Elsewhere in the index, Microsoft has sunk >US$13 billion into OpenAI and depends on the start-up for its Copilot revenue, Amazon, Google and NVIDIA have all bankrolled Anthropic, and practically every AI firm on the planet runs on NVIDIA silicon.
NVIDIA sells the chips, invests in the suppliers that make those chips work, and all of them sit in the same cap-weighted index where size begets more size.
So who's the customer - and who's the supplier?
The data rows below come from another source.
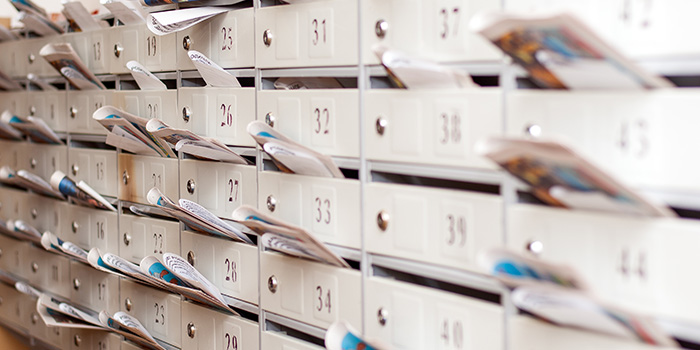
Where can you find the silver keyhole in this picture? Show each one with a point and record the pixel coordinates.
(380, 28)
(267, 37)
(271, 203)
(383, 220)
(191, 329)
(190, 186)
(186, 114)
(381, 125)
(118, 50)
(270, 119)
(272, 284)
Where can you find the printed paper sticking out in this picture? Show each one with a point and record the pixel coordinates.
(561, 52)
(212, 73)
(166, 22)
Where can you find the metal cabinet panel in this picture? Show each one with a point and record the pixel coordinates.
(205, 328)
(141, 173)
(220, 113)
(141, 237)
(438, 226)
(304, 35)
(328, 208)
(227, 39)
(437, 30)
(431, 127)
(310, 292)
(158, 311)
(230, 266)
(49, 106)
(80, 107)
(394, 309)
(219, 187)
(98, 168)
(325, 120)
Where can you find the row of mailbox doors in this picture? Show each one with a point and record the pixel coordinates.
(326, 33)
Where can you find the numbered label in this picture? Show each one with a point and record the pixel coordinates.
(325, 296)
(321, 33)
(323, 209)
(323, 121)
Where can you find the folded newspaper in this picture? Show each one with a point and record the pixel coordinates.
(193, 144)
(54, 244)
(412, 73)
(35, 128)
(174, 274)
(285, 238)
(561, 52)
(129, 132)
(57, 313)
(67, 62)
(290, 156)
(80, 192)
(197, 217)
(561, 177)
(29, 181)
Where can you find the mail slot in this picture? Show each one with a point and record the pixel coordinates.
(140, 237)
(432, 318)
(80, 107)
(431, 127)
(220, 113)
(438, 30)
(328, 208)
(227, 39)
(304, 35)
(219, 187)
(230, 266)
(205, 328)
(324, 120)
(310, 292)
(138, 174)
(158, 311)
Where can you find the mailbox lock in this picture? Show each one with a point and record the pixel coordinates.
(271, 203)
(267, 37)
(190, 186)
(533, 130)
(535, 247)
(382, 316)
(118, 49)
(190, 257)
(186, 114)
(380, 28)
(191, 329)
(272, 284)
(270, 119)
(383, 220)
(381, 125)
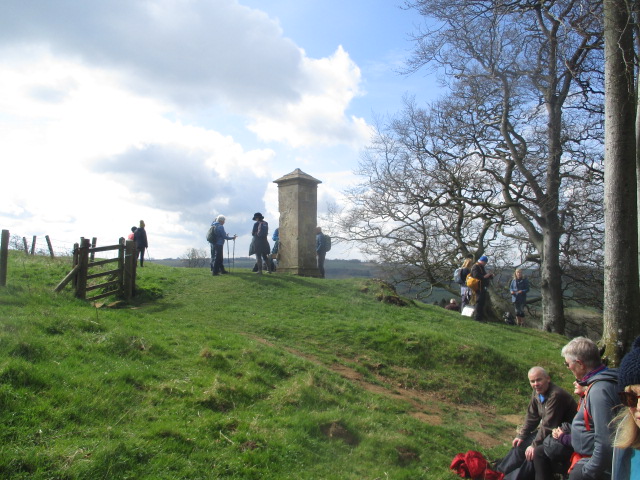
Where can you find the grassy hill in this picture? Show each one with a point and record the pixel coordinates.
(249, 377)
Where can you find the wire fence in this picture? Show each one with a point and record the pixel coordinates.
(47, 246)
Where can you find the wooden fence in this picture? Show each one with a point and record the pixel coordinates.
(119, 281)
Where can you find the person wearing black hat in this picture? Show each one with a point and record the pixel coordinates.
(626, 452)
(260, 242)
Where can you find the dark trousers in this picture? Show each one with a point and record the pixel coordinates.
(321, 256)
(218, 265)
(481, 300)
(260, 257)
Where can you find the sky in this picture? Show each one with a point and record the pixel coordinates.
(175, 111)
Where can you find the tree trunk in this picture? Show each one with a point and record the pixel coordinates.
(551, 284)
(621, 290)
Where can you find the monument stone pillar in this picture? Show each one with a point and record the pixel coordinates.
(298, 206)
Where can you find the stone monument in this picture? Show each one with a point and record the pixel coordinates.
(298, 206)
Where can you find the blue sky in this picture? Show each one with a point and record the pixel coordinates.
(174, 111)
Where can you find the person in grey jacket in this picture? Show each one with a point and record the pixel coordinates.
(591, 429)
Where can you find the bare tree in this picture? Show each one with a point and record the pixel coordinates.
(526, 71)
(423, 204)
(621, 243)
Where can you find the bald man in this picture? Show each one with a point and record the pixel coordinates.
(549, 407)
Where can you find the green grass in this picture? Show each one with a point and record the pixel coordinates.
(241, 376)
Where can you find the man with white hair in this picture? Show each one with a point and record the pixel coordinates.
(591, 429)
(549, 407)
(217, 265)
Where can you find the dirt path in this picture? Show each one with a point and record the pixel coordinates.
(424, 406)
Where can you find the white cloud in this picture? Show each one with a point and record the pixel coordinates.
(319, 115)
(94, 102)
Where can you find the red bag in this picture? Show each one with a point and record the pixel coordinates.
(473, 465)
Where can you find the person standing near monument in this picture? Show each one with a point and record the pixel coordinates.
(221, 236)
(321, 250)
(479, 272)
(261, 245)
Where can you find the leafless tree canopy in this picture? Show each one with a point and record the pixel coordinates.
(513, 156)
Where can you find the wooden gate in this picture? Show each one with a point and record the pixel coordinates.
(119, 281)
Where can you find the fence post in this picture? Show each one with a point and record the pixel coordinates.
(81, 278)
(4, 257)
(46, 237)
(129, 269)
(76, 253)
The answer, increasingly, is both - and the S&P 500 is the ledger that books it all.
How big the loop has become
The top 10 constituents now command >40% of the entire S&P 500, up from ~19% in 1990, with tech stocks alone making up more than a third of the composite.
The cap-weighted index has outpaced its equal-weight counterpart by ~32% over three years, per the same RBC research - the widest gap on record, eclipsing even the late-90s tech bubble.
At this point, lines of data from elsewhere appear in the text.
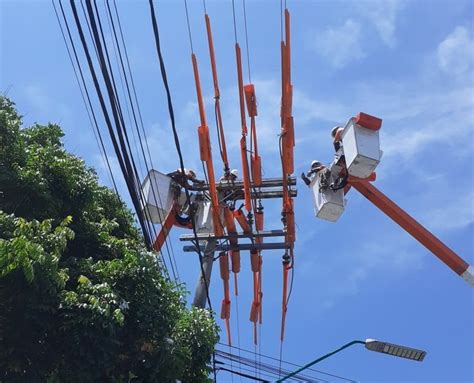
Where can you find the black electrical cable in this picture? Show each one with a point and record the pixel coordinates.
(269, 369)
(123, 162)
(109, 79)
(289, 363)
(178, 149)
(142, 125)
(175, 134)
(266, 368)
(242, 374)
(85, 95)
(128, 85)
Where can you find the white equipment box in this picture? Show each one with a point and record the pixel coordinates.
(203, 218)
(328, 204)
(158, 193)
(361, 149)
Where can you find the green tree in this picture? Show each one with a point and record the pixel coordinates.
(81, 300)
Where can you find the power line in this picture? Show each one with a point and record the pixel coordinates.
(178, 149)
(130, 85)
(292, 364)
(120, 150)
(84, 95)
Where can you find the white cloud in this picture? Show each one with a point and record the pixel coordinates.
(340, 45)
(383, 15)
(456, 53)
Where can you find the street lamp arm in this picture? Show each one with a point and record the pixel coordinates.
(320, 359)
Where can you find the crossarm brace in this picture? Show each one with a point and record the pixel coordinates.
(416, 230)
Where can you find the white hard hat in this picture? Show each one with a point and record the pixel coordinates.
(334, 130)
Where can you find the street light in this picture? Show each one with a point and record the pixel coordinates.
(372, 345)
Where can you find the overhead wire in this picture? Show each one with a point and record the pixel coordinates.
(116, 105)
(85, 95)
(269, 369)
(135, 109)
(294, 364)
(119, 147)
(178, 147)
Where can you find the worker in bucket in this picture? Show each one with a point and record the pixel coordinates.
(230, 177)
(315, 168)
(336, 134)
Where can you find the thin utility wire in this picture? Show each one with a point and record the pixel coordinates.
(102, 152)
(189, 25)
(235, 22)
(130, 84)
(178, 149)
(247, 42)
(293, 364)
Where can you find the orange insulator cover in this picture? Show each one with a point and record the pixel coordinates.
(225, 309)
(224, 266)
(254, 312)
(250, 100)
(284, 301)
(257, 170)
(368, 121)
(239, 216)
(235, 259)
(259, 225)
(245, 171)
(204, 143)
(254, 261)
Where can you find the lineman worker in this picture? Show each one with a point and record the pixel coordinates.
(316, 166)
(336, 134)
(232, 176)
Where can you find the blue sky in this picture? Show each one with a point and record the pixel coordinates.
(410, 63)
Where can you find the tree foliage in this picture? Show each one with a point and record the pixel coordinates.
(81, 300)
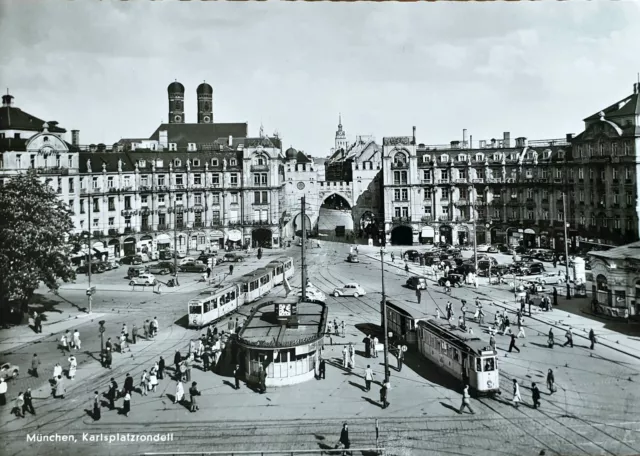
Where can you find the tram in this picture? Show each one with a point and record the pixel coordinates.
(212, 305)
(467, 358)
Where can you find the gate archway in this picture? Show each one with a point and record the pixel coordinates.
(402, 235)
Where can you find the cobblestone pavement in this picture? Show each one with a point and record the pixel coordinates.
(593, 412)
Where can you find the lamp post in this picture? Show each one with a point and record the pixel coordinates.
(384, 321)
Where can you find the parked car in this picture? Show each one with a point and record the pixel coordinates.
(456, 280)
(131, 259)
(9, 371)
(353, 258)
(143, 279)
(193, 267)
(162, 268)
(349, 289)
(417, 282)
(133, 272)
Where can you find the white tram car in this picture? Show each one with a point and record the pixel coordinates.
(465, 357)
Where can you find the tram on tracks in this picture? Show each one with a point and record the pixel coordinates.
(212, 305)
(466, 358)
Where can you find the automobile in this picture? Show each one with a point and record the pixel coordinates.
(95, 269)
(9, 371)
(353, 258)
(162, 268)
(456, 280)
(131, 259)
(143, 279)
(313, 295)
(134, 272)
(193, 267)
(349, 289)
(417, 282)
(233, 257)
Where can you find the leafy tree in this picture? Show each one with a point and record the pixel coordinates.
(34, 240)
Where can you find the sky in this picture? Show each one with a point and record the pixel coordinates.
(535, 69)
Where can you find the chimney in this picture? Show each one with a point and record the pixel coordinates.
(506, 139)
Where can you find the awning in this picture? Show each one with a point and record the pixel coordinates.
(428, 231)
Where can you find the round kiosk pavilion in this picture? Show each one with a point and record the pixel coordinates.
(284, 337)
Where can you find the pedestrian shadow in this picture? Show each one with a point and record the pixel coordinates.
(357, 385)
(371, 401)
(450, 407)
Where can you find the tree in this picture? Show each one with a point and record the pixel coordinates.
(35, 230)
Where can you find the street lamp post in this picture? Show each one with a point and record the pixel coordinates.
(384, 321)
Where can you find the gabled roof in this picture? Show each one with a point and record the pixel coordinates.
(628, 106)
(12, 118)
(182, 134)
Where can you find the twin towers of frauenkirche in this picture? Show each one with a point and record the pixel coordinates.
(176, 103)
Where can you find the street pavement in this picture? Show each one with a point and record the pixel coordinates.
(593, 411)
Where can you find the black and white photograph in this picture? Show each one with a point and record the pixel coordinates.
(319, 228)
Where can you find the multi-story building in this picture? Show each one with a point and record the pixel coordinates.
(189, 186)
(604, 185)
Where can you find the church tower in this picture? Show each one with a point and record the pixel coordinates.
(341, 136)
(176, 102)
(205, 103)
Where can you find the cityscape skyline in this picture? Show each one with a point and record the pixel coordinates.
(510, 77)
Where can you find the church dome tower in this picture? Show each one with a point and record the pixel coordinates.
(205, 103)
(341, 136)
(176, 102)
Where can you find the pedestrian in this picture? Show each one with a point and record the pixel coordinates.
(516, 394)
(179, 392)
(551, 381)
(3, 392)
(145, 328)
(535, 395)
(112, 393)
(28, 402)
(367, 346)
(384, 395)
(128, 384)
(466, 400)
(73, 364)
(35, 363)
(344, 437)
(368, 378)
(161, 366)
(193, 392)
(569, 336)
(96, 406)
(236, 376)
(126, 404)
(60, 390)
(144, 382)
(76, 340)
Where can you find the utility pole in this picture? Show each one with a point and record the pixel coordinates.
(384, 321)
(566, 244)
(304, 242)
In 2025, the top tech names alone drove an eye-whopping 53% of the index's total return.
These aren't abstract stats - they describe the mechanics of a self-reinforcing loop: capital pours into passive vehicles, those vehicles hoover up whatever's biggest, and the biggest holdings are the ones funnelling hundreds of billions into AI capex, which circles straight back to other constituents supplying that buildout.
The S&P 500 isn't merely tracking the AI trade; it's underwriting it - and all roads lead to NVIDIA.

An awkward comparison
The buy side defaults to the dot-com parallel, but that framing flatters the present - today's dominant firms are genuinely profitable, NVIDIA throws off enormous FCF, and Apple, Microsoft and Alphabet carry net-cash balance sheets that Pets.com could only have dreamt of.
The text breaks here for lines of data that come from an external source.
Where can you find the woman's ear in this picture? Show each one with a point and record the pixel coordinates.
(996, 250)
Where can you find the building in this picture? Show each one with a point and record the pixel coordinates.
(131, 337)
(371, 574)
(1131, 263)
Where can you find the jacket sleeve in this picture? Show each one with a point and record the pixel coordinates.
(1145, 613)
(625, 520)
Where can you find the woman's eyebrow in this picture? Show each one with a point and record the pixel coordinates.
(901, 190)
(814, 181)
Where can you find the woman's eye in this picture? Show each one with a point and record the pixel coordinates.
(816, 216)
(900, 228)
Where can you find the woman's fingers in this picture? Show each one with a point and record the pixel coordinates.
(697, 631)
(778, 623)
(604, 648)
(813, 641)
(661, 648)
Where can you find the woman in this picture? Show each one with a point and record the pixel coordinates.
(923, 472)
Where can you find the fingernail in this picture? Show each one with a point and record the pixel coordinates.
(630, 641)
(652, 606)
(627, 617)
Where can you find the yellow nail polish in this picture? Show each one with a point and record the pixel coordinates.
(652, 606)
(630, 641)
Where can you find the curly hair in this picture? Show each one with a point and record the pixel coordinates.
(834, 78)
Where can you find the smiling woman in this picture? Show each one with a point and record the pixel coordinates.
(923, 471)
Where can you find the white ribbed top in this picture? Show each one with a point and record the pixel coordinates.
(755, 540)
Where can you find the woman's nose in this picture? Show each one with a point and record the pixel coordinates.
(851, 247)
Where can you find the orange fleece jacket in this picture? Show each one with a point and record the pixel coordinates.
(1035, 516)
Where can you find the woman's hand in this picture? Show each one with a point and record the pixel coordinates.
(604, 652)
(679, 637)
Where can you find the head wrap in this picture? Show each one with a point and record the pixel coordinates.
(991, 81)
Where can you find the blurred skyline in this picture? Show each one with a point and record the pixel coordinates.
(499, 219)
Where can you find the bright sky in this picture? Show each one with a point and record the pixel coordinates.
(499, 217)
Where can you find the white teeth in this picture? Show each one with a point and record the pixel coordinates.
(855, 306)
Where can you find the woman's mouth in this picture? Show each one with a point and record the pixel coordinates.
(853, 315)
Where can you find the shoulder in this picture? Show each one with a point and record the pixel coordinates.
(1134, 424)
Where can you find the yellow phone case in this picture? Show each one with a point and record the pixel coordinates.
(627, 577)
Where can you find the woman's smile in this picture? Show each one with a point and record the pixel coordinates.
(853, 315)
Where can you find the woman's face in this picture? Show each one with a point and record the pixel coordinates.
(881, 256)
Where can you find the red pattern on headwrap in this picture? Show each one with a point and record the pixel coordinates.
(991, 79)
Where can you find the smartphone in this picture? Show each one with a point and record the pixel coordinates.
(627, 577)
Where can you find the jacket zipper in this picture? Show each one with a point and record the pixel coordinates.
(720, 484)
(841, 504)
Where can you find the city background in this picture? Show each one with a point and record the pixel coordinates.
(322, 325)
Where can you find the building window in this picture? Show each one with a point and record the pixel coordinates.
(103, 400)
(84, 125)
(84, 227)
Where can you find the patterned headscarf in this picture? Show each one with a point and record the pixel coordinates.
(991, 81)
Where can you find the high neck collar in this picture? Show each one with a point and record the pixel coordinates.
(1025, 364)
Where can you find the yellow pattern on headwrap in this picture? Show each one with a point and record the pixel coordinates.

The structural concentration hazard, though, is arguably worse now than in 2000, when the top 10 weighting peaked at ~27% before the unwind, vs today's >40%.
A sharper parallel is the railway mania of the 1840s, and not just because the tech worked, but the returns didn't - British railway firms bought each other's bonds and stock, creating an interlocking web of mutual obligations that amplified the bust when passenger traffic fell short of projections.
The mechanism is the same: circular investment inflates valuations on the way up and accelerates liquidation on the way down, because every participant's balance sheet depends on every other participant's share price.
The question for AI isn't whether it works - it plainly does - but whether >$1 trillion in committed capex generates earnings sufficient to justify current multiples.
Trailing P/E ratios on the S&P 500 sit between 26.5x and 28.5x, well above the 10yr average of 18.9x.
Running the numbers and a 20% correction in tech, applied to a 34.6% sector weight, would mechanically drag the S&P 500 down ~7% even if every other sector held steady.

What breaks the loop
If AI ROI disappoints, the loop runs in reverse.
Valuations drop, passive funds mechanically sell, NVIDIA's stakes in its suppliers decline, and the names it helped fund toward index eligibility begin losing the weight that justified their inclusion.
The virtuous circle becomes a vicious one, and every participant's drawdown compounds every other's.
JPMorgan's head of global markets strategy, Dubravko Lakos-Bujas, put it bluntly in a note to clients last week, warning the gauge was fragile well before crude prices entered the picture.
"The S&P 500 was already contending with a raft of concerns prior to the oil shock, including fears around private credit, lower consumer affordability, and a weakening AI story," Lakos-Bujas wrote.
"Investors have been mostly hedging rather than de-risking, with gross leverage still near highs."
The bank has trimmed its year-end target to 7,200 from 7,500, warning that if the gauge breaches the 200-day MA near 6,600, support may not materialise until the 6,000-6,200 range - and as of Friday 20 March, the S&P 500 sat at 6,506.
So what if, now, the benchmark has become a trade where the largest player funds its own suppliers into the index, passive capital bids them up, and the whole structure holds together only as long as capex keeps converting to earnings.
One resonating and repeating question this journalist asks is: Is this healthy?